The man who killed flamboyant far-right Dutch politician Pim Fortuyn more than a decade ago will not be released on early parole, Dutch Deputy Justice Minister Fred Teeven said on Friday.
Volkert Van der Graaf, 44, is serving an 18-year sentence for the 2002 murder of the outspoken and openly gay Fortuyn, an act that shattered the liberal Netherlands’ image of itself as a unified and secure society.
“According to advice ... granting Van der G. parole would bring a risk of social unrest, danger to himself and his family and the danger of the public order being seriously disturbed,” Teeven said in a statement in The Hague.
Teeven consulted police, the public prosecutor’s office and the Dutch anti-terror and safety body, as well as Fortuyn’s family before making his decision.
Last week a Dutch justice advisory board said Van der Graaf should be granted a “controlled” early release, as the best way to reintegrate and prepare him for an eventual return to society.
Van der Graaf is eligible for parole early next year after serving two-thirds of his sentence and has asked the state to rule on his request to push forward his release date.
Officials had warned that Van der Graaf’s early release could reopen old wounds, given the widespread public anger that followed Fortuyn’s assassination in a television station car park on May 6, 2002.
Van der Graaf’s risk “is enhanced by the fact that he is known across the country and therefore could not appear in public without being recognized,” Teeven added.
“Should he get parole, it would come with heavy security arrangements and serious limitations on his movements,” the Duth Ministry of Justice said in a statement.

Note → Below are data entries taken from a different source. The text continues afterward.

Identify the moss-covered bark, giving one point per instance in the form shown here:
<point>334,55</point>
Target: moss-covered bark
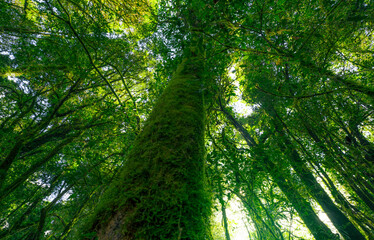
<point>160,193</point>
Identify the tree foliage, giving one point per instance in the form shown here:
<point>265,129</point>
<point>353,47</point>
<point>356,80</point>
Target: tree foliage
<point>78,81</point>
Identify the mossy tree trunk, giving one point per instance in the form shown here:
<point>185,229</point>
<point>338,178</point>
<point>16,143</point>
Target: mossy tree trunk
<point>160,193</point>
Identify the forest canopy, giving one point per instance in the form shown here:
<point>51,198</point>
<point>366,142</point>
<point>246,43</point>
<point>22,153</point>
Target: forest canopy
<point>145,119</point>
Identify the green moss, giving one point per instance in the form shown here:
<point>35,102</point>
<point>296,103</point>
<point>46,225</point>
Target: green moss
<point>161,191</point>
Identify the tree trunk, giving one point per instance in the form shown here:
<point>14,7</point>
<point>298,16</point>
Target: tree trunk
<point>160,193</point>
<point>319,230</point>
<point>340,221</point>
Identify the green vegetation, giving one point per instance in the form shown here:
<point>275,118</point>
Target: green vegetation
<point>120,119</point>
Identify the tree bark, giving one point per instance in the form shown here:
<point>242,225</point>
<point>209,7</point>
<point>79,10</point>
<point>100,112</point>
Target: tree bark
<point>160,193</point>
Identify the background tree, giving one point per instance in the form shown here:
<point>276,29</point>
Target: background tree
<point>78,78</point>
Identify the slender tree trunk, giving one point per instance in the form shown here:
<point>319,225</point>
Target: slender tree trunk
<point>223,210</point>
<point>160,193</point>
<point>340,221</point>
<point>319,230</point>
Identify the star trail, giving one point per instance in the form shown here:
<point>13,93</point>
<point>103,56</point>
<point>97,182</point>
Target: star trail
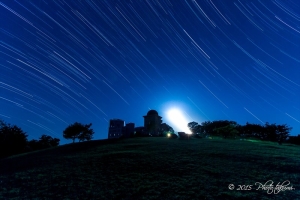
<point>91,61</point>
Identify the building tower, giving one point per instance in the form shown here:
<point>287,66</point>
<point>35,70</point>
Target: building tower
<point>152,122</point>
<point>116,128</point>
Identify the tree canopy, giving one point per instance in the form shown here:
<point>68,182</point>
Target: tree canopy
<point>13,139</point>
<point>78,131</point>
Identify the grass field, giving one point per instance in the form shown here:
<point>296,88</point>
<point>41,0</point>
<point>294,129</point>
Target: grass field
<point>152,168</point>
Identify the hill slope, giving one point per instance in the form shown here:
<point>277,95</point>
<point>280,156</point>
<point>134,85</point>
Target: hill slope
<point>152,168</point>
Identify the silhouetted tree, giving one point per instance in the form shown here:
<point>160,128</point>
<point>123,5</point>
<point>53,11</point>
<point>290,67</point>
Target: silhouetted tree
<point>78,130</point>
<point>86,134</point>
<point>282,133</point>
<point>13,140</point>
<point>166,129</point>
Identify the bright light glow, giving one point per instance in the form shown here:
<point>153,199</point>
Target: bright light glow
<point>178,120</point>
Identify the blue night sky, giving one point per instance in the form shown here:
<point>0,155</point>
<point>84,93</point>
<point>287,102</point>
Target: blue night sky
<point>91,61</point>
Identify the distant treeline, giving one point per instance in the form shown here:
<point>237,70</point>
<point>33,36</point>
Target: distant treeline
<point>231,129</point>
<point>13,140</point>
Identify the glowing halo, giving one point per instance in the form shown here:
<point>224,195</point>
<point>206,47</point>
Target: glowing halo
<point>178,120</point>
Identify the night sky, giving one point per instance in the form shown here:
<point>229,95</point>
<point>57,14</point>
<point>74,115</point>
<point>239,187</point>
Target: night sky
<point>91,61</point>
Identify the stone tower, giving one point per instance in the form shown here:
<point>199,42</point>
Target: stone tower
<point>152,122</point>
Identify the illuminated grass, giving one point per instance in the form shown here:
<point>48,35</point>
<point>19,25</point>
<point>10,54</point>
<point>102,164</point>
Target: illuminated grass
<point>151,168</point>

Teeven made a number of concessions to Van der Graaf, saying his “freedom in detention” was being broadened.
This includes allowing him to contact his city council and bank, and the right to more regular visits.

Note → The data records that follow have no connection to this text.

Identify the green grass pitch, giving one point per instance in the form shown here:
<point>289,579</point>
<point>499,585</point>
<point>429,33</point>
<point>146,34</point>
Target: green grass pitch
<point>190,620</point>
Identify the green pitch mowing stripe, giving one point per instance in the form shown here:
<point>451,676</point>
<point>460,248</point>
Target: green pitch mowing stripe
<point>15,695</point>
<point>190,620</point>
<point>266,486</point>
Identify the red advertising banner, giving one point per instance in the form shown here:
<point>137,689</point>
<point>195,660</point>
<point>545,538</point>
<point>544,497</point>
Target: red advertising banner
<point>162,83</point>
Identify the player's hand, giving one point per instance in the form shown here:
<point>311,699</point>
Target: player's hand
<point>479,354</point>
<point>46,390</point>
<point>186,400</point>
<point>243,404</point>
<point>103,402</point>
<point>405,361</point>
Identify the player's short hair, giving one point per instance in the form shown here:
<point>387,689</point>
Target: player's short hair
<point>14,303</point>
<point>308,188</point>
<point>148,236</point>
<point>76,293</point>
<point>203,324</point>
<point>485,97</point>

Van der Graaf will also be allowed to spend time in a special apartment within the prison where he can receive visitors overnight. He is allowed to stay there six times for a duration of up to 60 hours each time.
Van der Graaf shot the hugely popular Fortuyn, 54, in the head days before elections in which the Pim Fortuyn List party was expected to make major gains on the back of an anti-immigration ticket.
Widely seen as the forerunner of today’s Freedom Party of controversial rightwing politician Geert Wilders, Fortuyn called Islam a “backward culture” and called for Dutch borders to be closed to immigration.